Tech. Sgt. Bradley Iseminger, 786th CES noncommissioned officer in charge of plans and operations, said America’s PrepareAthon! campaign calls on workplaces, schools, houses of worship, community based organizations, institutions of higher education and individuals and families to take action to get and stay prepared and build resiliency.
“Emergencies can happen at any time in any place,” Iseminger said. “Being prepared for disasters is a shared responsibility; it takes the whole community working together to effectively prepare for, respond to and recover from the destructive forces of nature and other emergencies and disasters.”
The agencies will provide information, guidance for emergency preparedness, answer questions and hand out lists of items to construct kits for homes and offices that will ensure readiness in the event of a disaster.
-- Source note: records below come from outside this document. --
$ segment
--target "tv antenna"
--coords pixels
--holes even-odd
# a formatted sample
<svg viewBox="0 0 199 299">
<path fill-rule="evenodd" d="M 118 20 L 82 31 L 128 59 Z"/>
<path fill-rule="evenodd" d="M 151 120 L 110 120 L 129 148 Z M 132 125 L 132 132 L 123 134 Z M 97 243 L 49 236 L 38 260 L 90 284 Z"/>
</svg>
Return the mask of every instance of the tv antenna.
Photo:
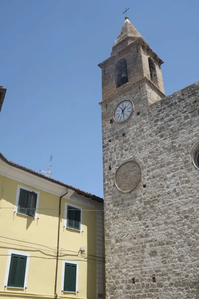
<svg viewBox="0 0 199 299">
<path fill-rule="evenodd" d="M 44 174 L 47 177 L 52 177 L 52 166 L 53 164 L 53 155 L 52 154 L 50 157 L 50 164 L 48 164 L 49 168 L 46 169 L 40 169 L 39 173 Z"/>
</svg>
“It’s important for individuals and families to keep a kit of supplies in case of an emergency,” Iseminger said. “Items we suggest for the kits are: food, canned and dry goods, flashlights, batteries, a severe weather radio, towels, water, hygiene items — anything you would need to sustain yourself and family for 72 hours without government assistance. The items are not really expensive and it’ll pay dividends in the long run.”
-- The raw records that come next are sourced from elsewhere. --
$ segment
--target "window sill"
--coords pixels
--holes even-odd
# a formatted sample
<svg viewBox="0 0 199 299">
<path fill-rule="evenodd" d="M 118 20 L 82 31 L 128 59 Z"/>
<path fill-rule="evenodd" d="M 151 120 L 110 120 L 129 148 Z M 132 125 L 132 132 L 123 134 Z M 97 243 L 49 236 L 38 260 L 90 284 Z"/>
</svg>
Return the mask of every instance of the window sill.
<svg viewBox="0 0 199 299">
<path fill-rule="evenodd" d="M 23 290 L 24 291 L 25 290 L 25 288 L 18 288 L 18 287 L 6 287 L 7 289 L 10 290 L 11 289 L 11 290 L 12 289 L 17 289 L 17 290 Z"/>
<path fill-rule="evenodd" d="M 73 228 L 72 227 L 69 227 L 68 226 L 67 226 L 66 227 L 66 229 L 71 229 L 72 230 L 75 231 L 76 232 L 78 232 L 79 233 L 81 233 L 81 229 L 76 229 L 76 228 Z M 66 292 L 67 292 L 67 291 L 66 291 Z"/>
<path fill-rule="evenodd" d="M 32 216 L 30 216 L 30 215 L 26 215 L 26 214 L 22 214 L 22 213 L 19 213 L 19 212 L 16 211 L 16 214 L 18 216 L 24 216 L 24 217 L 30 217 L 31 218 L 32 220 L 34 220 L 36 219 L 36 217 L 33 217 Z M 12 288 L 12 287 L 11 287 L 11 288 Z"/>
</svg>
Though Germany may not be a high-risk area for natural disasters, they are not unheard of. Being prepared is important because there is still a potential for a tragedy to occur.
“The biggest thing here is extreme weather events have increased in frequency in the last 50 years and are expected to become more common, intense and costly,” said Airman 1st Class Robert Ridgway, 786th CES plans and operations. “Last year in Germany, we had a tornado. A lot of people weren’t prepared and didn’t know we could have that kind of disaster here, so some people weren’t sure what to do. Our job is to get the information out there so more people are prepared.”
The cost of being prepared can be miniscule compared to the cost of damages when readiness is not made a priority.
“In 2013, deadly weather caused more than $8 billion in property damage,” Ridgway said. “According to the Insurance Information Institute, an estimated 25 percent of all businesses were affected by a major disaster and never reopened. Failure to prepare for an extreme weather event cost the U.S. $1.15 trillion in economic losses from 1980 to 2010, and could cost another trillion dollars in the future.”
The 786th CES emergency management Airmen, the Red Cross and the Army Office of Emergency Management aim to provide as many tools as necessary to help ensure that future loss of life and property damage are less severe than that of Hurricane Katrina or any other devastating past disasters.